Speaking at his Socialist party’s annual conference in the Atlantic port of La Rochelle, Mr Valls described France’s existing work code as “so complex that it has become inefficient: curbed activity; wage earners who no longer know their rights”.
Before flag-waving party faithful, his white shirt dripping with sweat, Mr Valls said: “We have to give more latitude to employers, to wage earners and to their representatives so that they can decide for themselves.”
Among other things, he said the reforms would mean “more flexibility for companies”.
His comments, which wrapped up two days of debate among Socialist party members, will doubtless be warmly received by the country’s private sector, which has long complained that labour regulations are too rigid.
The prime minister’s remarks also come at a particularly testing time for President François Hollande’s government, which is battling to reinvigorate a stubbornly sluggish economy and reduce unemployment, which remains at near-record highs.
In response, Mr Hollande has adopted more business-friendly proposals in an effort to get the economy going. But the tack has also deepened divisions on the left.
Days earlier, Emmanuel Macron, economy minister, had riled many party members as he appeared to criticise France’s 35-hour week — a sacred cow for the left.
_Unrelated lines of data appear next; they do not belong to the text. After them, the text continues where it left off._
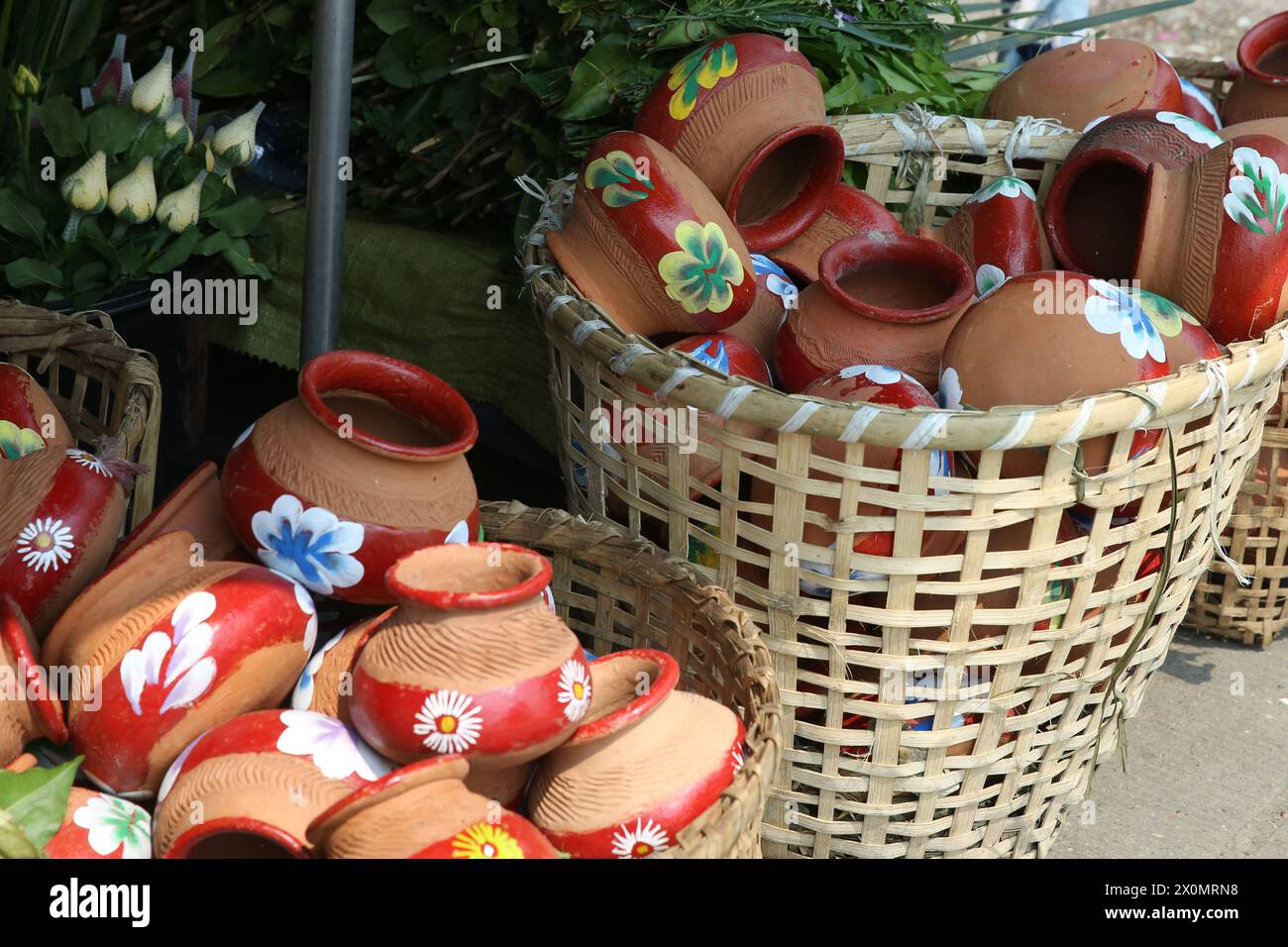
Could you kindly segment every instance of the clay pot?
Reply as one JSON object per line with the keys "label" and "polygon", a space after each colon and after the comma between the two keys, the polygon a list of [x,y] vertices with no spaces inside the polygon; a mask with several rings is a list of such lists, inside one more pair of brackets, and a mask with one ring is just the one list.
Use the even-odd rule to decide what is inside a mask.
{"label": "clay pot", "polygon": [[[813,398],[829,398],[848,405],[860,402],[872,405],[893,405],[902,408],[938,407],[921,383],[913,378],[884,365],[854,365],[838,372],[827,375],[808,385],[802,394]],[[846,446],[840,441],[815,438],[814,452],[836,461],[844,461]],[[867,445],[863,448],[863,466],[877,470],[898,470],[902,466],[903,451],[896,447],[882,447],[880,445]],[[766,461],[770,463],[772,461]],[[931,461],[931,475],[951,477],[953,473],[953,455],[948,451],[935,451]],[[840,482],[838,477],[814,472],[814,477],[824,481]],[[886,484],[868,483],[869,490],[893,490]],[[934,493],[934,488],[929,491]],[[755,478],[751,482],[751,500],[757,504],[773,504],[774,487],[768,481]],[[837,497],[810,496],[806,501],[810,512],[827,517],[828,519],[841,518],[841,501]],[[859,517],[893,517],[894,512],[877,502],[860,502],[858,505]],[[752,517],[761,527],[769,528],[770,523],[764,517]],[[947,530],[933,530],[931,518],[927,517],[926,531],[922,537],[923,555],[952,555],[956,553],[965,537],[961,532]],[[814,546],[835,549],[836,533],[814,523],[806,522],[801,539]],[[894,532],[873,531],[859,532],[854,536],[854,551],[863,555],[893,555]],[[800,563],[800,588],[808,595],[829,595],[831,590],[811,579],[811,575],[832,576],[832,563],[811,562],[802,557]],[[884,572],[850,569],[850,579],[875,579],[884,576]]]}
{"label": "clay pot", "polygon": [[974,274],[925,237],[848,237],[819,262],[778,332],[778,378],[790,392],[850,365],[889,365],[934,388],[944,340],[970,304]]}
{"label": "clay pot", "polygon": [[1131,40],[1096,40],[1095,49],[1070,44],[1020,66],[989,95],[984,117],[1032,115],[1081,131],[1104,115],[1181,106],[1176,70],[1158,53]]}
{"label": "clay pot", "polygon": [[304,858],[309,823],[390,770],[339,720],[260,710],[188,745],[157,792],[160,858]]}
{"label": "clay pot", "polygon": [[733,782],[746,731],[728,707],[676,691],[665,652],[620,651],[590,667],[590,715],[541,760],[529,816],[573,858],[665,852]]}
{"label": "clay pot", "polygon": [[542,594],[550,563],[507,544],[431,546],[389,571],[398,609],[363,646],[349,713],[390,759],[462,754],[507,769],[565,741],[590,706],[576,635]]}
{"label": "clay pot", "polygon": [[1149,166],[1182,167],[1221,139],[1179,112],[1110,116],[1073,146],[1046,200],[1056,259],[1079,273],[1131,276],[1145,216]]}
{"label": "clay pot", "polygon": [[627,332],[719,332],[756,299],[747,246],[684,162],[647,135],[600,138],[572,216],[546,234],[559,268]]}
{"label": "clay pot", "polygon": [[82,591],[45,661],[100,678],[68,701],[82,773],[148,798],[194,737],[291,692],[317,638],[304,586],[243,562],[192,564],[192,536],[165,533]]}
{"label": "clay pot", "polygon": [[827,209],[801,236],[774,250],[788,273],[804,282],[818,280],[818,262],[833,244],[873,231],[903,233],[899,219],[876,197],[849,184],[837,184]]}
{"label": "clay pot", "polygon": [[[989,410],[1002,405],[1059,405],[1171,374],[1163,332],[1179,325],[1160,296],[1119,289],[1064,271],[1012,277],[972,305],[944,348],[940,401],[945,407]],[[1158,443],[1162,432],[1140,430],[1132,456]],[[1082,442],[1083,466],[1109,463],[1113,438]],[[1070,446],[1072,450],[1072,446]],[[1046,451],[1011,450],[1003,477],[1041,475]]]}
{"label": "clay pot", "polygon": [[845,164],[814,68],[781,36],[738,33],[688,54],[635,129],[694,170],[756,253],[801,236]]}
{"label": "clay pot", "polygon": [[1288,116],[1288,12],[1266,17],[1243,35],[1239,68],[1221,106],[1226,125]]}
{"label": "clay pot", "polygon": [[147,809],[106,792],[72,786],[63,825],[45,843],[46,858],[151,858]]}
{"label": "clay pot", "polygon": [[0,460],[0,589],[44,638],[107,564],[125,522],[125,490],[108,464],[50,443]]}
{"label": "clay pot", "polygon": [[1267,135],[1242,135],[1182,167],[1150,167],[1135,277],[1221,344],[1256,339],[1288,307],[1283,169],[1288,144]]}
{"label": "clay pot", "polygon": [[242,545],[319,595],[388,603],[385,572],[478,533],[465,451],[478,423],[424,368],[370,352],[330,352],[300,372],[300,397],[269,411],[224,465],[224,508]]}
{"label": "clay pot", "polygon": [[0,593],[0,767],[39,737],[67,742],[63,705],[49,687],[22,609]]}
{"label": "clay pot", "polygon": [[522,816],[471,792],[457,755],[421,760],[353,791],[309,826],[327,858],[558,858]]}

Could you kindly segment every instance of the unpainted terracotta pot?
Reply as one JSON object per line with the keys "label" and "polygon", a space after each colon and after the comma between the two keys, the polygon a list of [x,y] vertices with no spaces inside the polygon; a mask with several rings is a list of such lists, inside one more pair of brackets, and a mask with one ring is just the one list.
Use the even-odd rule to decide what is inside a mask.
{"label": "unpainted terracotta pot", "polygon": [[572,215],[546,246],[629,332],[719,332],[756,299],[747,246],[724,207],[679,157],[635,131],[586,152]]}
{"label": "unpainted terracotta pot", "polygon": [[1051,182],[1046,234],[1066,269],[1131,276],[1145,218],[1149,166],[1182,167],[1221,144],[1180,112],[1136,110],[1110,116],[1073,146]]}
{"label": "unpainted terracotta pot", "polygon": [[90,669],[67,702],[81,772],[100,789],[151,798],[194,737],[279,705],[317,638],[303,585],[263,566],[191,559],[169,532],[82,591],[45,642],[45,661]]}
{"label": "unpainted terracotta pot", "polygon": [[658,854],[733,782],[746,731],[728,707],[676,691],[665,652],[620,651],[590,667],[591,713],[542,758],[529,816],[573,858]]}
{"label": "unpainted terracotta pot", "polygon": [[1032,115],[1081,131],[1105,115],[1133,108],[1179,111],[1181,82],[1155,50],[1131,40],[1096,40],[1042,53],[1003,79],[984,106],[985,119]]}
{"label": "unpainted terracotta pot", "polygon": [[261,563],[310,591],[389,603],[385,572],[401,557],[462,521],[478,533],[465,463],[478,421],[438,376],[370,352],[318,356],[299,390],[228,455],[228,519]]}
{"label": "unpainted terracotta pot", "polygon": [[509,769],[572,736],[590,707],[577,636],[546,603],[545,557],[431,546],[389,571],[398,609],[362,647],[349,713],[390,759],[462,754]]}
{"label": "unpainted terracotta pot", "polygon": [[459,755],[421,760],[354,790],[309,826],[327,858],[558,858],[526,818],[471,792]]}
{"label": "unpainted terracotta pot", "polygon": [[1266,17],[1243,35],[1239,68],[1221,104],[1226,125],[1288,116],[1288,12]]}
{"label": "unpainted terracotta pot", "polygon": [[814,68],[781,36],[738,33],[688,54],[635,129],[694,170],[756,253],[801,236],[845,164]]}
{"label": "unpainted terracotta pot", "polygon": [[[987,411],[1003,405],[1059,405],[1171,374],[1163,331],[1180,330],[1162,296],[1084,273],[1048,271],[1012,277],[972,305],[944,348],[940,403]],[[1023,367],[1020,367],[1023,366]],[[1162,432],[1140,430],[1131,455],[1154,447]],[[1083,466],[1099,473],[1113,438],[1081,442]],[[1070,446],[1072,450],[1072,446]],[[1046,469],[1046,451],[1011,450],[1003,477]]]}
{"label": "unpainted terracotta pot", "polygon": [[339,720],[259,710],[206,731],[157,792],[158,858],[304,858],[309,823],[392,769]]}
{"label": "unpainted terracotta pot", "polygon": [[1288,307],[1283,169],[1288,144],[1269,135],[1242,135],[1181,167],[1150,167],[1135,277],[1221,344],[1258,338]]}
{"label": "unpainted terracotta pot", "polygon": [[44,852],[46,858],[151,858],[152,817],[118,796],[72,786],[63,825]]}
{"label": "unpainted terracotta pot", "polygon": [[793,278],[811,283],[818,280],[819,259],[833,244],[872,231],[903,233],[903,227],[872,195],[849,184],[837,184],[818,220],[796,240],[774,250],[774,259]]}
{"label": "unpainted terracotta pot", "polygon": [[49,687],[22,609],[0,593],[0,767],[14,763],[39,737],[67,742],[63,705]]}
{"label": "unpainted terracotta pot", "polygon": [[787,390],[850,365],[889,365],[934,389],[944,340],[972,296],[966,260],[933,240],[877,231],[833,245],[819,273],[778,331]]}

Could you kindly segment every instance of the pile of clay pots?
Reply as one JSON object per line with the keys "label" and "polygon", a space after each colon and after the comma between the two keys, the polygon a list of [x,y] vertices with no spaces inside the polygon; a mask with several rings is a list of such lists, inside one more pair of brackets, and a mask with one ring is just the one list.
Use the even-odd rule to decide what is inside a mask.
{"label": "pile of clay pots", "polygon": [[[591,658],[550,563],[480,541],[434,375],[309,362],[120,541],[124,470],[66,430],[0,366],[0,768],[70,742],[98,789],[50,857],[638,858],[733,782],[733,711],[666,653]],[[316,597],[374,608],[319,647]]]}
Speaking to France’s Medef employers’ federation, Mr Macron said the left in France had thought at one time that “politics was done against businesses, or at least without them”. To rapturous cheers, he added: “It thought that France would do better by working less.”
But the prime minister said the forthcoming reforms would not touch the 35-hour week.
“That debate is closed,” said Mr Valls, who, according to one opinion poll on Sunday is ahead of Mr Hollande as the figure leftwing sympathisers would most like to see run as the Socialist candidate for the 2017 presidential election. “What interests me is not the past but the future.”
In a long and wide-ranging speech that touched on Europe’s migration crisis, terrorism and the environment, as France prepares to host the Paris climate summit in December, Mr Valls said the government would lower taxes next year.
Avoiding specific details, the Spanish-born prime minister said the government would propose a cut in income tax for households in the 2016 budget, to complement reductions that were already in place.
He said 9m middle-class and working-class households were already benefiting from reduced tax bills, which had meant, on average, savings of €300.
Mindful of regional elections at the end of this year — the last electoral contest before parties compete for the presidency in 2017 — Mr Valls urged Socialist party members to unite.
But he also warned the party that it had to be “inventive” and “adapt itself to the realities of the world”.